ティー・ワイ・オー:アベノミクス効果、2020年東京オリンピック開催決定で追い風


■2大広告代理店である電通、博報堂の発注が同社を含む広告制作大手3社に集中

 ティー・ワイ・オー<4358>(JQS)が属するTV―CM制作の市場規模は、アベノミクス効果、2020年東京オリンピック開催決定によりますます拡大する状況にある。また、2大広告代理店である電通、博報堂の発注が同社を含む広告制作大手3社に集中していることから今後も売上拡大が予想される。

 そのような状況の中で、同社の13年7月期決算および中期経営計画の説明会が開催された。

 13年7月期連結業績は、売上高250億円(前年同期比3.5%増)、営業利益14億93百万円(同3.1%増)、経常利益13億90百万円(同27.1%増)、純利益8億8百万円(同27.9%減)と売上高、営業・経常利益共に前年を上回った。最終利益については、前年に税効果会計により、法人税△3億86百万円となったことによる影響で減益となっているが、現状は税引前最終利益が13億66百万円(同92.5%増)となっているように利益は急拡大しているといえる。

■TV―CM事業は好調に推移し売上高は拡大、一方で、販売管理費は削減

 TV―CM事業は好調に推移していることから、売上高は拡大している。一方で、販売管理費は削減していて、年々売上高比率は低減している。過去3期の売上高比率を見ると17.1%、13.4%、12.1%となっている。また、営業外費用もシンジケートローン手数料が減少したことで、1億85百万円(同58.5%減)と大幅に減少した。

 セグメント別の売上高は、TV―CM事業181億83百万円(同7.6%増)、マーケティング・コミュニケーション事業55億66百万円(同9.2%減)となっている。

 TV―CM事業は売上高を順調に伸ばした。その背景には、同社を含めた大手制作会社への案件が集中したことと、自動車、飲料業界などの売上が増加したことが挙げられる。中でも大手広告代理店である電通、博報堂売上高を見ると、電通69億84百万円(同8.9%増)、博報堂43億51百万円(同5.8%増)と共に増加している。この傾向は、今後も継続すると見ている。

■マーケティング・コミュニケーション事業は減収だが、既存事業ベースでは増収を確保

 マーケティング・コミュニケーション事業は減収となっているが、これは不採算事業の子会社を連結除外したことが要因。一方、既存事業ベースでは2億14百万円の増収を確保していることから、今期の増収増益が見込まれる。

 セグメント別の営業利益は、TV―CM事業29億15百万円(同2.3%増)、マーケティング・コミュニケーション事業△34百万円(前年同期2億88百万円)であった。

 TV―CM事業は、売上の拡大と共に人件費も増加していて、人員数は52名増加し、人件費は3億37百万円増加したものの、売上の増加が人件費の増加をカバーしたことで増益を確保した。

 マーケティング・コミュニケーション事業は、テオーリアが固定費を賄うだけの売上を確保できなかったことから、赤字となった。しかし、テオーリアを売却したことで、3Q比で営業損失が減少し、同事業の課題は解消している。

■人員・人材の強化、コスト削減、財務基盤の強化は着々と実現

 同社では、経営改善を行うための施策として、人員・人材の強化、コスト削減、財務基盤の強化の3点を取り上げ課題の改善に努めてきている。

 人員・人材の強化に関しては、積極的に採用を進め、事業拡大を実現している。11年7月期から前期までの5期の社員数の推移(※連結除外済みの海外部門の人員数は除く)は、630人、652人、678人、693人、724人と着実に増加している。

 コストの削減は、不採算の海外子会社の連結除外等により販管費は11年7月期38億69百万円、12年7月期32億33百万円、13年7月期30億28百万円と3期連続で減少している。先述しているように、売上高は拡大していることから売上高比率も低減している。

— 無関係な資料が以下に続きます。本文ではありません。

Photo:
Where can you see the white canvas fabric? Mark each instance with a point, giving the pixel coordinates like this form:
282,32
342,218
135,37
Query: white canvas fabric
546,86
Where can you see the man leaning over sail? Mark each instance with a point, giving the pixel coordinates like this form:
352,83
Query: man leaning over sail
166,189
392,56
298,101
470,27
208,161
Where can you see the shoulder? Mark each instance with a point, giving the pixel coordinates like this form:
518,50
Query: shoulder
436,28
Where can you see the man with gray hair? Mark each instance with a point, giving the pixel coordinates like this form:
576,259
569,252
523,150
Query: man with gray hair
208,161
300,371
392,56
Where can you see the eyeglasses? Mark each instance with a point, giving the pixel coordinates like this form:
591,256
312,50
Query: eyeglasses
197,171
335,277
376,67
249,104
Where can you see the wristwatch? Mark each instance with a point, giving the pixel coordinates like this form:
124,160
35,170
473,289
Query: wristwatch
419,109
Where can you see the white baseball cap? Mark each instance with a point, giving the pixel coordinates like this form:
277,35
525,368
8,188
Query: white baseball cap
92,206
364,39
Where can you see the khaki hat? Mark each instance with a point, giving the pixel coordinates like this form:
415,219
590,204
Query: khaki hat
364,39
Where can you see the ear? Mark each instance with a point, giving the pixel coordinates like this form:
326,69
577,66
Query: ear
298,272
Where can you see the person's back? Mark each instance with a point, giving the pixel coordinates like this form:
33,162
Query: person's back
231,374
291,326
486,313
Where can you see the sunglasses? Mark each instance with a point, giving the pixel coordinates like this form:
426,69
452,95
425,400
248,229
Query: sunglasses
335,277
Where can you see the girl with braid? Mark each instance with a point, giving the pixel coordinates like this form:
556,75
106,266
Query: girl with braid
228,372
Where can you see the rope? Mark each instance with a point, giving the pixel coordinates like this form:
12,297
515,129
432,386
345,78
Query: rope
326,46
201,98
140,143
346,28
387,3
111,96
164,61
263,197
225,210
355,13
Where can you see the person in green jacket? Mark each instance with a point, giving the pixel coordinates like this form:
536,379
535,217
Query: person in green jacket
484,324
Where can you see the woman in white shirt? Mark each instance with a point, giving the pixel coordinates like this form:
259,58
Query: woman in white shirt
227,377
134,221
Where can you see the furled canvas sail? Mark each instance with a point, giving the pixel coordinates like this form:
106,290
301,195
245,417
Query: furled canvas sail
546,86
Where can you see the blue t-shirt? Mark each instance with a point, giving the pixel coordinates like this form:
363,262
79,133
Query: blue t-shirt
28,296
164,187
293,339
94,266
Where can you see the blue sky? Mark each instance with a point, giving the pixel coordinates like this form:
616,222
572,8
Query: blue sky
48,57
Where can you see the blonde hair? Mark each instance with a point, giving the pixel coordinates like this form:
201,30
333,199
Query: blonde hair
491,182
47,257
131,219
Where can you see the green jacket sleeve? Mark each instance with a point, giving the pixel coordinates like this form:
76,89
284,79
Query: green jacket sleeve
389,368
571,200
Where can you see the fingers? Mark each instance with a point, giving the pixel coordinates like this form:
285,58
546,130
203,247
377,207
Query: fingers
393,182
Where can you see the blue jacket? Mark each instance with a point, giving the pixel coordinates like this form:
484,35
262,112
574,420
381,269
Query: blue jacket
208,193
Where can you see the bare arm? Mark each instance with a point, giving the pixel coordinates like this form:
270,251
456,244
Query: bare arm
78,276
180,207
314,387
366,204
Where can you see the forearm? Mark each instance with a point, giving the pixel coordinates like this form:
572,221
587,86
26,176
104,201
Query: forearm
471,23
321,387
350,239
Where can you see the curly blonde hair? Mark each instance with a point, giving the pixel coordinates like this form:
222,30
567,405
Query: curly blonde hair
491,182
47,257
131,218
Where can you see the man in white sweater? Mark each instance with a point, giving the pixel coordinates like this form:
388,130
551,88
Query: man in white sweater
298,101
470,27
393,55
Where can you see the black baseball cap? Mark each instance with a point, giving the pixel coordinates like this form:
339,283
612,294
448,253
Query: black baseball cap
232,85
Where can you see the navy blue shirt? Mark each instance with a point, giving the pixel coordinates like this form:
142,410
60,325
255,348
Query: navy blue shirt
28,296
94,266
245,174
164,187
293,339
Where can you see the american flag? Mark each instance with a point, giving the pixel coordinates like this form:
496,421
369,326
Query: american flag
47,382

 財務基盤の強化については、自己資本比率に表れているように急速に改善している。例えば09年の0.8%から13年には32.0%となっているように大幅に改善している。それに伴いネット有利子負債も09年の98億99百万円から13年の5億55百万円と大幅に縮小している。

■14年7月期連結業績予想は増収2ケタ増益で、創業以来最高の経常利益を見込む

 売上の拡大と販管費の縮小により、業績は急速に改善し、経常利益は4期連続の増益を達成している。今期は、更に、東京オリンピックの開催が決定したことから売上拡大に拍車がかかると見られている。

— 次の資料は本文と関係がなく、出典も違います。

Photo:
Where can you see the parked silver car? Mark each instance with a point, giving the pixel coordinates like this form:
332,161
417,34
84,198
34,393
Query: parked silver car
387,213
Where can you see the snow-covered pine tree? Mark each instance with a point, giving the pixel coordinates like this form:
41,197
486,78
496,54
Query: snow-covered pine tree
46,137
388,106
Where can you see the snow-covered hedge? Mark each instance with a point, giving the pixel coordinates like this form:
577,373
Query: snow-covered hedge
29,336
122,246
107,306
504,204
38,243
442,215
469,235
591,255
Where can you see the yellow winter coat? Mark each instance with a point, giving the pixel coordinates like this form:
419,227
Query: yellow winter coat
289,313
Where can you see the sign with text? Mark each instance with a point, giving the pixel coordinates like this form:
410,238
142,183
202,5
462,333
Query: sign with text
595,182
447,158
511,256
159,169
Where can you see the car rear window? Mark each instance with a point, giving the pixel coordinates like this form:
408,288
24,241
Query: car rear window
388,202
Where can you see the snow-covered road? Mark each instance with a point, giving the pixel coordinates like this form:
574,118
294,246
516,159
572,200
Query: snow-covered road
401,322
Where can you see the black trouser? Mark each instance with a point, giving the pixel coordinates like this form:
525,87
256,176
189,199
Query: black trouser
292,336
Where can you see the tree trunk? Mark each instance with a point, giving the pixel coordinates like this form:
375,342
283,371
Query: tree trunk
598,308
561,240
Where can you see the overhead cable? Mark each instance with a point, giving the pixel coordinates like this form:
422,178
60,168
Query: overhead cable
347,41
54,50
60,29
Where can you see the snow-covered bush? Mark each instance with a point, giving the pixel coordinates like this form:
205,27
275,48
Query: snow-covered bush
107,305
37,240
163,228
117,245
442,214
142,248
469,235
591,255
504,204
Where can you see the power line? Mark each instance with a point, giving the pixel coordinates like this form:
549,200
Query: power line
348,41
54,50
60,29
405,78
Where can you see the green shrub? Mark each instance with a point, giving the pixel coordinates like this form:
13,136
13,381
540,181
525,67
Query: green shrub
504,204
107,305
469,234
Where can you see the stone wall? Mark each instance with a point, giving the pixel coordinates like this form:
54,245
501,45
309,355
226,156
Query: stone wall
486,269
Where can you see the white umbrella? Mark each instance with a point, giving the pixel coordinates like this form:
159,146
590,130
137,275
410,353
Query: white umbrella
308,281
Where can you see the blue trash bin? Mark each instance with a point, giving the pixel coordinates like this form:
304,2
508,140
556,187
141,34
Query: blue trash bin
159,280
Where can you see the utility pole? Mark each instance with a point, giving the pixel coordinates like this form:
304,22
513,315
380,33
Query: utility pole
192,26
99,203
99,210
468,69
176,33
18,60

 14年7月期連結業績予想は、売上高265億円(前期比6.0%増)、営業利益17億円(同13.8%増)、経常利益15億40百万円(同10.8%増)、純利益8億90百万円(同10.1%増)と増収2ケタ増益で、創業以来最高の経常利益を見込んでいる。

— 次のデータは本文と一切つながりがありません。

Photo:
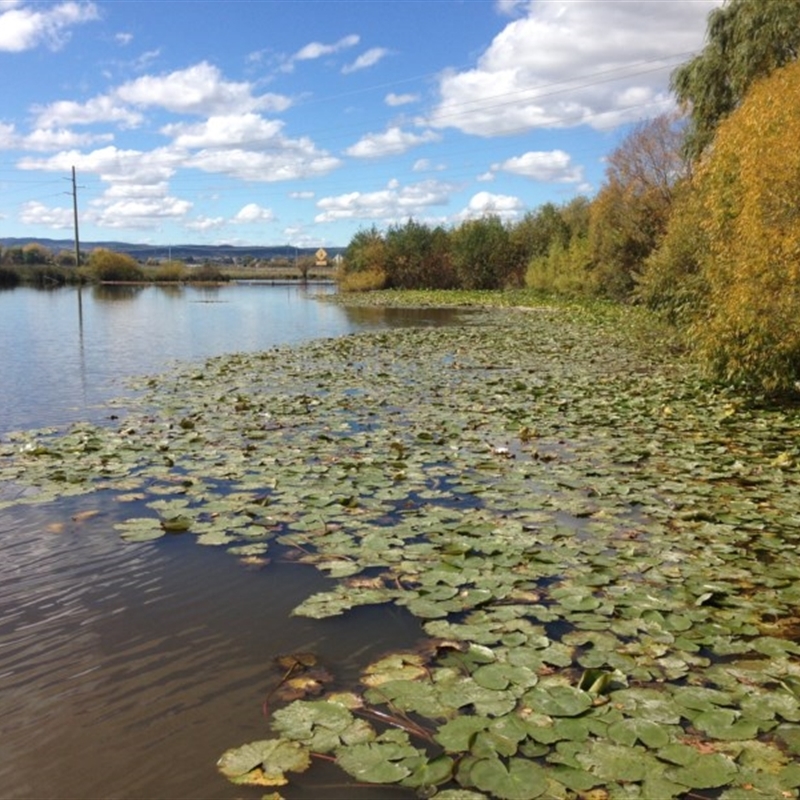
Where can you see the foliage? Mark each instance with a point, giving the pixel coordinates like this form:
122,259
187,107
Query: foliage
749,188
169,272
418,257
8,277
366,252
541,230
107,265
564,270
367,280
206,273
746,40
673,279
485,256
630,213
35,253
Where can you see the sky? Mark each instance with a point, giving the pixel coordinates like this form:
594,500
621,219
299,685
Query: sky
273,122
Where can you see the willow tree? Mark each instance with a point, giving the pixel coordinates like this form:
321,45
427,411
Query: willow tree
745,40
749,189
629,215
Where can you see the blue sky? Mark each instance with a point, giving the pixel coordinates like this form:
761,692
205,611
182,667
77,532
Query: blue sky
269,122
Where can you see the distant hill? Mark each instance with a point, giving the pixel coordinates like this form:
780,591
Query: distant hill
181,252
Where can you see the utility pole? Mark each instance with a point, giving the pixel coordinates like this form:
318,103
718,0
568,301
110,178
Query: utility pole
75,217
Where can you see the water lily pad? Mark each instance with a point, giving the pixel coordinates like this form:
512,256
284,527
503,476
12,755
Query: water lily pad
517,779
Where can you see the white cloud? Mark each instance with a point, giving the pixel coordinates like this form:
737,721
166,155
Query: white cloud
141,213
553,166
365,60
317,49
199,89
393,99
102,109
202,224
8,136
392,204
426,165
298,159
485,203
49,139
249,130
599,63
392,142
35,213
25,26
252,212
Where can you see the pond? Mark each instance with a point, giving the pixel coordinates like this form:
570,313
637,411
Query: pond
126,669
66,352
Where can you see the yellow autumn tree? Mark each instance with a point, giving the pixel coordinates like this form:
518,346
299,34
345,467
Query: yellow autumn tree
749,186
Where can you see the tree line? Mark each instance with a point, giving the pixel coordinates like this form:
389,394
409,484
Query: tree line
698,216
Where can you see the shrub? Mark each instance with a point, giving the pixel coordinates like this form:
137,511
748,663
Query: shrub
484,255
169,272
207,273
749,189
106,265
8,278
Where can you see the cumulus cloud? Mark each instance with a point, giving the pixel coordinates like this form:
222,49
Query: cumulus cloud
102,109
318,49
392,204
597,63
224,131
365,60
139,213
253,212
199,89
35,213
392,142
485,203
551,166
25,26
393,99
202,224
50,139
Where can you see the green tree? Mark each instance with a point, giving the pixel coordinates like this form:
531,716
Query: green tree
745,40
108,265
484,255
418,257
630,213
540,230
749,190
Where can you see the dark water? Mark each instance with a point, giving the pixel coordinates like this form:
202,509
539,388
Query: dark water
127,669
66,352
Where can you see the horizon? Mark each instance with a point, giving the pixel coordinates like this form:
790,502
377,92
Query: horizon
301,123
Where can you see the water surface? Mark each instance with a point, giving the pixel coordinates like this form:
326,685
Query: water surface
127,669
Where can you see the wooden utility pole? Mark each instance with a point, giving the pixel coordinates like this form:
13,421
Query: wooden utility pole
75,217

 事業拡大が順調に推移していることもあり、株主還元策として前期に引き続き3円の配当を見込んでいる。更に、株主優待制度を再開し、500株以上の株主に1,000円、2,500株以上の株主に3,000円、5,000株以上の株主に5,000円相当のクオカードをプレゼントする。

 また、同日に5年後の売上高として500億円、3年後の営業利益率6.7%、1年後にネット有利子負債ゼロ、自己資本比率は3年後に50%以上となる中期経営計画も発表した。

 事業の拡大が着実に推進しているところに2020年の東京オリンピックが決定したことから、同社にとっては強力な追い風が吹いている。今後の事業拡大はさらに加速するものと予想される。